The results of the study were so conclusive that the clinical trial had to be stopped before its scheduled completion date. Researchers associated with the international JUPITER Project have demonstrated that high levels of high-sensitivity C-reactive protein (hs-CRP) leads to increased risk of cardiovascular disease. This risk decreases by up to 44 percent if the patients are treated with statin medications.
"The risk of cardiovascular disease due to increased hs-CRP levels has been greatly underestimated until now," according to Jacques Genest who led the Canadian component of the JUPITER clinical study. "Our results show that this is an extremely important indicator that doctors will have to consider in the future."
"We hope that this study will prompt a review of current clinical practices, especially in terms of screening and prevention in adults," he added. "However, we still need to do more research to establish specific standards."
The JUPITER study included 17,802 patients from 27 different countries. All had normal levels of cholesterol (LDL-c) and high levels of hs-CRP, and according to current standards, were not considered "at risk" for cardiovascular events, and were therefore not receiving any treatment. During the study, participants received a daily dose of a statin drug, and its consequences were striking: a 44 percent decrease in the risk of cardiovascular disease and a 21 percent decrease in mortality.
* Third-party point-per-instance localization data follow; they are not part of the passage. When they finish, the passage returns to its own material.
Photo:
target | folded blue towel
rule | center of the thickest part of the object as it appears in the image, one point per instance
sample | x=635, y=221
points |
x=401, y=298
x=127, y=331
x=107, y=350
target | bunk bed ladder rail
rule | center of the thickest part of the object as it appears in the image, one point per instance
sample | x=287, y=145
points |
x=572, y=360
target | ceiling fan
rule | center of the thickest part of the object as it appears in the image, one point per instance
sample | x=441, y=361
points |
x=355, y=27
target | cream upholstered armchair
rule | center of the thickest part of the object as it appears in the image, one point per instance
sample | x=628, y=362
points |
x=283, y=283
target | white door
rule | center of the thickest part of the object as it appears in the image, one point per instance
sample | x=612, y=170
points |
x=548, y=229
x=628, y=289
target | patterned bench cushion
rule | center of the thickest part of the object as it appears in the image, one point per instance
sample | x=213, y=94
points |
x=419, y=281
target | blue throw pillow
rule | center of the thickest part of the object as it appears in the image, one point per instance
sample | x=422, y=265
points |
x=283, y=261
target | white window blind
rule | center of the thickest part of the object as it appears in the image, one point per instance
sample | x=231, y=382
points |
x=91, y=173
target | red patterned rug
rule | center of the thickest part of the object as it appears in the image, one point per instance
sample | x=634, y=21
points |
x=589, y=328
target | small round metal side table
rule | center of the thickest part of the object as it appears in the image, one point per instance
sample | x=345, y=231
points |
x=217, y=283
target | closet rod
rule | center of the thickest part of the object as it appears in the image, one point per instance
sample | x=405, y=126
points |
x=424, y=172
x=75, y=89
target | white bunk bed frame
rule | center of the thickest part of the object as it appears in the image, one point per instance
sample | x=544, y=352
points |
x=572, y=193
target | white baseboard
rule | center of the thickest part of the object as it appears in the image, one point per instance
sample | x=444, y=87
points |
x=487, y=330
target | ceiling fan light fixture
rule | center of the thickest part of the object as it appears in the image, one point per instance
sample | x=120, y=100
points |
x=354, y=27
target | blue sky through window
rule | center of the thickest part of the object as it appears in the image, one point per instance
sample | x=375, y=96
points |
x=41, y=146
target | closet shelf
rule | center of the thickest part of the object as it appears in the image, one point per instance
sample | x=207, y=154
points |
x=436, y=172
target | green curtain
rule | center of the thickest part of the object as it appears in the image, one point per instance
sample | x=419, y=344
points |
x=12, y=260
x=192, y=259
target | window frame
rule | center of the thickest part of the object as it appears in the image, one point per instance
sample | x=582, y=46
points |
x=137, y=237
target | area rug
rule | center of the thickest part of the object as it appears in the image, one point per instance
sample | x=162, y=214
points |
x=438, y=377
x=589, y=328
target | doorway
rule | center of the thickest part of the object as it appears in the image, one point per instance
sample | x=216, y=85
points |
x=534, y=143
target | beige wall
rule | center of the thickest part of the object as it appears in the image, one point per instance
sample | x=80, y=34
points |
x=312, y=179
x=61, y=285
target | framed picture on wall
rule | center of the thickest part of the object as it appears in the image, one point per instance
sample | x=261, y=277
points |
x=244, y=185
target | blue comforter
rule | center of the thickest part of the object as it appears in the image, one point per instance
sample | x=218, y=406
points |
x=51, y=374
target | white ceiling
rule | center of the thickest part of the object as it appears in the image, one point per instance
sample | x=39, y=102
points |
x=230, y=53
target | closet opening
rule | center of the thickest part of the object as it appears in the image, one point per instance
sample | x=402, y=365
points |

"These results definitely surpassed our predictions," said Genest. "We had to stop the study before its scheduled completion, as the benefit of the treatment for the selected patients was so great that we needed to present our findings to the medical community as soon as possible."
Since statins have a cholesterol-lowering effect, they are currently used to prevent cardiovascular disease in patients who are at-risk due to high LDL-c levels. But cardiovascular disease is also caused by vascular inflammation, which is marked by levels of hs-CRP. This study shows that statins indeed act on both cholesterol and inflammation, an effect that has long been suspected but not proven.